Fondateur et président du Rassemblement pour la culture et la démocratie (RCD, laïque), Saïd Sadi est une figure de l’opposition. Ce médecin psychiatre de 62 ans a lancé, le 15 janvier, un mot d’ordre de boycottage de l’élection présidentielle du 9 avril à laquelle aucun des « poids lourds » de la vie politique locale ne participera face au président Abdelaziz Bouteflika, qui brigue un troisième mandat.
Pourquoi avoir décidé de ne pas participer à l’élection présidentielle alors que vous étiez candidat en 1995 et en 2004 ?

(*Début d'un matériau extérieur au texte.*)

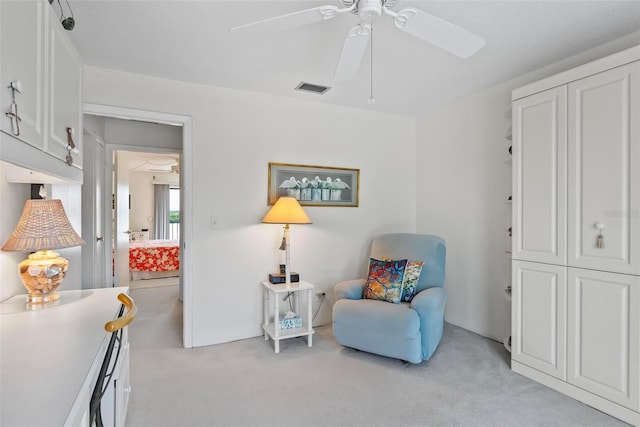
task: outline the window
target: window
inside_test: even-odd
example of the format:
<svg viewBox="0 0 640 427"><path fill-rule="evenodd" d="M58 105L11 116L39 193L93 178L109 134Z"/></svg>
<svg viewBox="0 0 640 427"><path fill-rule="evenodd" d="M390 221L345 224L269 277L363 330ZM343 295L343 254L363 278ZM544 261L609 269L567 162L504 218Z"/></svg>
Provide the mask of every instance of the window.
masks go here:
<svg viewBox="0 0 640 427"><path fill-rule="evenodd" d="M180 189L169 189L169 239L180 239Z"/></svg>

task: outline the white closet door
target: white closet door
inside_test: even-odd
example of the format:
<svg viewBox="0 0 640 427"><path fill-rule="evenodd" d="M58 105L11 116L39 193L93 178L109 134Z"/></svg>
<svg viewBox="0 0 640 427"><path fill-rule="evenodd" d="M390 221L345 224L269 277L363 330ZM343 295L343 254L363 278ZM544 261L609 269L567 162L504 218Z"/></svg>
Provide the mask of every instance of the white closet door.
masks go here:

Nous assistons aujourd’hui à une tragi-comédie en trois actes. Le premier, c’est le coup de force constitutionnel du 12 novembre 2008, par lequel le chef de l’Etat s’est octroyé le droit de briguer une présidence à vie. Le deuxième acte s’est produit lors de l’annonce officielle de sa candidature, le 12 février, quand il a convoqué toutes les institutions pour les sommer de se transformer en comité de campagne électoral à son service exclusif. Le troisième acte, c’est la fraude annoncée le 9 avril, concernant autant le taux de participation – seul enjeu de cette opération – que le score du chef de l’Etat. Un score qui sera digne des traditions brejneviennes !
Ne pas vous présenter n’est-il pas une forme de désertion ?
On ne peut pas sauver en même temps l’Algérie et le régime. Aujourd’hui, il serait irresponsable de s’impliquer dans des jeux politiques biaisés qui sont à l’origine d’un désastre. Les responsables les plus lucides du sérail ont d’ailleurs eux-mêmes décidé de ne pas concourir le 9 avril. Les jeux sont faits et ils le savent.
L’élection, dans les conditions actuelles, est moins que jamais l’occasion de permettre l’expression libre des citoyens. Le boycottage est donc un devoir, et même une exigence patriotique. Bouteflika, c’est le Mugabe (le président du Zimbabwe) de l’Afrique du Nord.
Cela dit, il n’est pas la cause du naufrage de l’Algérie. Il en est une conséquence caricaturale. Si grave que soit sa responsabilité, il ne faut pas oublier que l’Algérie est d’abord victime d’un système prédateur.
Si l’opposition refuse de participer à l’élection, que fait-elle pour tenter de changer les choses ?
L’opposition est en permanence sur le terrain. Elle fait un travail de proximité quotidien malgré la répression et la censure. Simplement, ça ne se voit pas.
Si le pouvoir est disqualifié, c’est en partie à cause de son échec social et économique, mais aussi grâce au travail de l’opposition démocratique qui n’a jamais désarmé. Nous ne sommes pas visibles, je vous le répète. Je suis député, responsable d’un parti politique légal, et pourtant, en dehors des « fenêtres » électorales, je n’ai pas pu dire un mot à la radio et à la télévision publiques ces huit dernières années.
Mais nous ne baissons pas les bras. Si le parti unique est tombé en 1988, c’est grâce au travail de l’opposition. C’est toujours par effraction que la démocratie est entrée en Algérie. Le multipartisme, le pluralisme syndical ou la liberté d’association ou de presse – des acquis fragiles, mais qui existent – ont été arrachés grâce à nous.
Notre tâche, dans l’immédiat, c’est d’être sur le terrain, aux côtés de nos concitoyens, pour donner un écho à leur exaspération.